Pupils of African Parentage in Irish Classrooms
Did Team Hope also take into consideration how children of African parentage sitting in the same classrooms as Irish children might feel?
Have the parents of these children or other Africans living in Ireland ever been consulted to get their views on the Christmas shoebox appeal and the other project ideas intended to help Africa which their proponents come up with?
Teaching About Africa: Team Hope’s Approach?
The classroom is where children are expected to be taught about the world and its inhabitants, including those who live in the distant lands in Africa.
So, what contribution does Team Hope make to learning about Africa? Is its presence in the Irish classroom and the ‘teaching materials’ it brings in not merely reinforcing stereotypes about Africa and Africans?

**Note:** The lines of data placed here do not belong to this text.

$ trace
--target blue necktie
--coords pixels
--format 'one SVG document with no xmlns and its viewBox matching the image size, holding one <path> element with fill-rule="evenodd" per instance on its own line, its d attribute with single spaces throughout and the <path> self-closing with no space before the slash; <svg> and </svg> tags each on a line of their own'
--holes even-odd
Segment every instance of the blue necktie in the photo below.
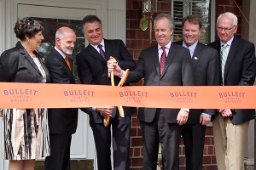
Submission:
<svg viewBox="0 0 256 170">
<path fill-rule="evenodd" d="M 166 64 L 166 47 L 161 47 L 162 50 L 163 50 L 163 53 L 161 54 L 161 57 L 160 57 L 160 76 L 162 75 L 163 73 L 163 70 L 164 70 L 164 67 L 165 67 L 165 64 Z"/>
<path fill-rule="evenodd" d="M 222 45 L 222 49 L 220 51 L 220 60 L 221 60 L 221 76 L 222 76 L 222 81 L 224 83 L 224 69 L 225 65 L 228 58 L 228 49 L 227 47 L 229 47 L 229 44 L 224 43 Z"/>
<path fill-rule="evenodd" d="M 104 60 L 106 60 L 106 55 L 105 55 L 105 52 L 104 52 L 103 49 L 102 49 L 102 44 L 99 44 L 97 47 L 98 47 L 99 49 L 100 49 L 100 54 L 101 54 L 101 55 L 103 57 Z"/>
</svg>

What purpose is being served by telling four and five year-old Irish children that “people live in huts made of mud” in the DR Congo; assuming these pupils can get their little minds to figure out where the DR Congo is in the first place.
The Origins of Stuff
Even if it was decided that pupils needed to know something about the DR Congo, they could have been told that it is the source of that important mineral: ‘coltan’. Over 50% of the world total is supplied by the DR Congo.

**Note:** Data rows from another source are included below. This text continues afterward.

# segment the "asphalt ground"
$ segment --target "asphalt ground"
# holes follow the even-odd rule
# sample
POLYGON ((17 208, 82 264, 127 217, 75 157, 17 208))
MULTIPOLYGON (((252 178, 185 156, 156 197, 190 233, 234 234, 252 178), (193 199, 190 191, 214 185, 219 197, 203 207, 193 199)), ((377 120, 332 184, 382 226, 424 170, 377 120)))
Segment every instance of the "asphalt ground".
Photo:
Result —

It would also have been more useful to their learning if Irish children are taught that the earth under the “huts made of mud” in the DR Congo holds important minerals the rest of the world relies on.
“Africa is giving nothing to anyone” - Kevin Myers
Teaching Irish children that Ireland might just about be dependent on something from Africa would also be appreciated by their fellow classmates of African parentage, who will also feel that their parents’ home continent’s contribution to the rest of the world is acknowledged.

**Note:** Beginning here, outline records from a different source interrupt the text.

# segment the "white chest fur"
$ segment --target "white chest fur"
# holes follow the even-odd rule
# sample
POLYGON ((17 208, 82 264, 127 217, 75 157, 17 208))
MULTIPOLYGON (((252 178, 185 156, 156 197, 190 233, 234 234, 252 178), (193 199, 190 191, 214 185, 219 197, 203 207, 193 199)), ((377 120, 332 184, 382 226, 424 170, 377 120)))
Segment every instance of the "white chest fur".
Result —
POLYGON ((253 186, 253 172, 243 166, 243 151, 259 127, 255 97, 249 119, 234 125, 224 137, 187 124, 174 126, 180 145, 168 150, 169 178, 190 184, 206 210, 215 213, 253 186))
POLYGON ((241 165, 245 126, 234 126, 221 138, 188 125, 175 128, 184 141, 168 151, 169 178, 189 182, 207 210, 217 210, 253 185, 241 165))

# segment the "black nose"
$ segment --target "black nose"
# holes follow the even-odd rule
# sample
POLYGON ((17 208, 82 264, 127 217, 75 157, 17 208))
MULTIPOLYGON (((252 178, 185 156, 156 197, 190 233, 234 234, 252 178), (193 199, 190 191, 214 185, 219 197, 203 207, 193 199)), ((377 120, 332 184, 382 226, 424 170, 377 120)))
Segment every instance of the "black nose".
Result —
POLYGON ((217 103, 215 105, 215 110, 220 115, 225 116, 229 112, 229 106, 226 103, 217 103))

The National Council for Curriculum and Assessment
Over the years, I have researched the contents of the National Council for Curriculum and Assessment (NCCA)’s curriculum for both Primary and Second Levels to find out which units are related to the teaching about Africa.
The result was an NCCA curriculum well-designed to address the learning about other continents, countries and the inhabitants of those places in a very positive and respectful manner.
One example is the SESE Geography Human Environments Strand Unit
People and Other Lands for Senior Primary (Third to Sixth) Classes, while the English subject at all levels would provide opportunities for pupils and students to be introduced to literary works by African writers.
The NCCA also specifies that the study of a
non-European context in the
People and Other Lands unit should start from Third Class, so one is at a loss to understand why Team Hope is producing materials about Africa for Infant Classes!
The unit
Global Interdependence in Leaving Certificate Geography, especially 6.1 and 6.3, also offers students the option to study, discuss, question, debate and critically examine the issues around the concept of ‘development’.
Should Irish Children Be Expected to Solve Problems Created by Adults?
There is also the question of whether children should be asked, or even be expected, to get involved in solving problems which would have been, effectively, created by decisions taken by adults in the first place.
Here is a professional’s advice on the matter:
Problems created by adults require adults to find solutions, not expecting children to do this.
As the man said:
“Yes, I have problems, but not the ones YOU think I have!”